Bong Joon-Ho is too exhausted to work on 'Parasite' follow-up

·2-min read
HOLLYWOOD, CA - FEBRUARY 09:  Bong Joon Ho poses with his Award for Best Director, Best Picture ('Parasite') inside The Press Room of the 92nd Annual Academy Awards held at Hollywood and Highland on February 9, 2020 in Hollywood, California.  (Photo by Albert L. Ortega/Getty Images)
Bong Joon Ho poses with his Award for Best Director, Best Picture ('Parasite') inside The Press Room of the 92nd Annual Academy Awards. (Albert L. Ortega/Getty Images)

Bong Joon-Ho, the recent recipient of the Best Director Academy Award for his work on Parasite, has admitted that he is too exhausted from his Oscar campaign to start work on his next movie.

The South Korean filmmaker made this admission during his recent discussion with director Kelly Reichardt for The Atlantic, who was interested in his post-Parasite plans.

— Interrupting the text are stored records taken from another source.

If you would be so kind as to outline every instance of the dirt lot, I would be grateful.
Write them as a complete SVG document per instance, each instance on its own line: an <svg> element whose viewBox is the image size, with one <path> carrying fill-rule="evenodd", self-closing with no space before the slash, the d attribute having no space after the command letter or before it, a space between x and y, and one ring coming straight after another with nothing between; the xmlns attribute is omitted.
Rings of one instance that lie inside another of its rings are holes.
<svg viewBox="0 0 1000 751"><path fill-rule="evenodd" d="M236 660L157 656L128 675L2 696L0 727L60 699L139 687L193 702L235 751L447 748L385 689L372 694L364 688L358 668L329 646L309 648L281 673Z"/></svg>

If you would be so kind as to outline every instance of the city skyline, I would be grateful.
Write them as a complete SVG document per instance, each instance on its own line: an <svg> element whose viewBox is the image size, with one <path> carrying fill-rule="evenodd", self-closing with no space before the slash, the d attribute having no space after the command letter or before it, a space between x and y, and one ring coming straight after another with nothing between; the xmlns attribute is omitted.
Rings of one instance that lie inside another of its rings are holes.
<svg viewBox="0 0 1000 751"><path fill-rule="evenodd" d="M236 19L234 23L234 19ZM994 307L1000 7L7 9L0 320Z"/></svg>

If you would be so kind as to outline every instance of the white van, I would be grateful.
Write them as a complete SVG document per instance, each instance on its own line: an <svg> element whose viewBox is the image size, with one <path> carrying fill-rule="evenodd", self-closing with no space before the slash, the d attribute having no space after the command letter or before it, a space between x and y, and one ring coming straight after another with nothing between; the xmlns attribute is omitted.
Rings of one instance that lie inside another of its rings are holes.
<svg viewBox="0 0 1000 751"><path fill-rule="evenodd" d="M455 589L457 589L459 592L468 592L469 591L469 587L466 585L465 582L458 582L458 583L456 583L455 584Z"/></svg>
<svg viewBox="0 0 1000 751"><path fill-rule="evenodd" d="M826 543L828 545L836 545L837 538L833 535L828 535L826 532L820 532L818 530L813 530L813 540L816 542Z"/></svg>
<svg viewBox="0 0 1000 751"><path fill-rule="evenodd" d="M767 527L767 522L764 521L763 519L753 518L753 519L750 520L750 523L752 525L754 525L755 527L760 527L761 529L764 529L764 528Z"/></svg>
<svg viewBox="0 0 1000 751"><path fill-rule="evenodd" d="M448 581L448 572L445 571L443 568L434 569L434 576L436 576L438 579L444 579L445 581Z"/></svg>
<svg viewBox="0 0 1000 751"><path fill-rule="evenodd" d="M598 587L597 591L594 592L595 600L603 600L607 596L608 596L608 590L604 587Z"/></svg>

“Now that I finally have time, I’m trying to get back on it, but I’m so exhausted, mentally and physically,” Bong Joon-Ho candidly admitted. “I’m just a shell of a human.”

Read more: The ‘fandom’ of Bong Joon Ho’s interpreter

After the Academy Awards, Bong Joon-Ho revealed that he had been working on two projects, one of which he hopes will eventually become his next film. He confirmed one is in Korean, and the other is in English.

It sounds as if Bong Joon-Ho is going to have to change his writing habits in the future, though.

Bong Joon-Ho's Parasite
Bong Joon-Ho's Parasite

During his interview with Reichardt, Bong Joon-Ho broke down his process, admitting, “Even when I have a co-writer, I don’t really discuss things with them. I let them do their own drafts, and then I take over and spend five to six months producing the final draft on my own.”

Read more: Parasite explained

At that point, he takes his iPad and a wireless keyboard to various coffee shops, where he just hides “in a corner” and writes by himself. “I have to be at a coffee shop with noise around me,” he added. “I always end up sleeping if I write at home.”

This provoked First Cow director Reichardt to tell him, “You can’t go sit in a coffee shop now! You’re too famous! You blew it!”

But director Bong insisted, “There’s always corners where I can hide.”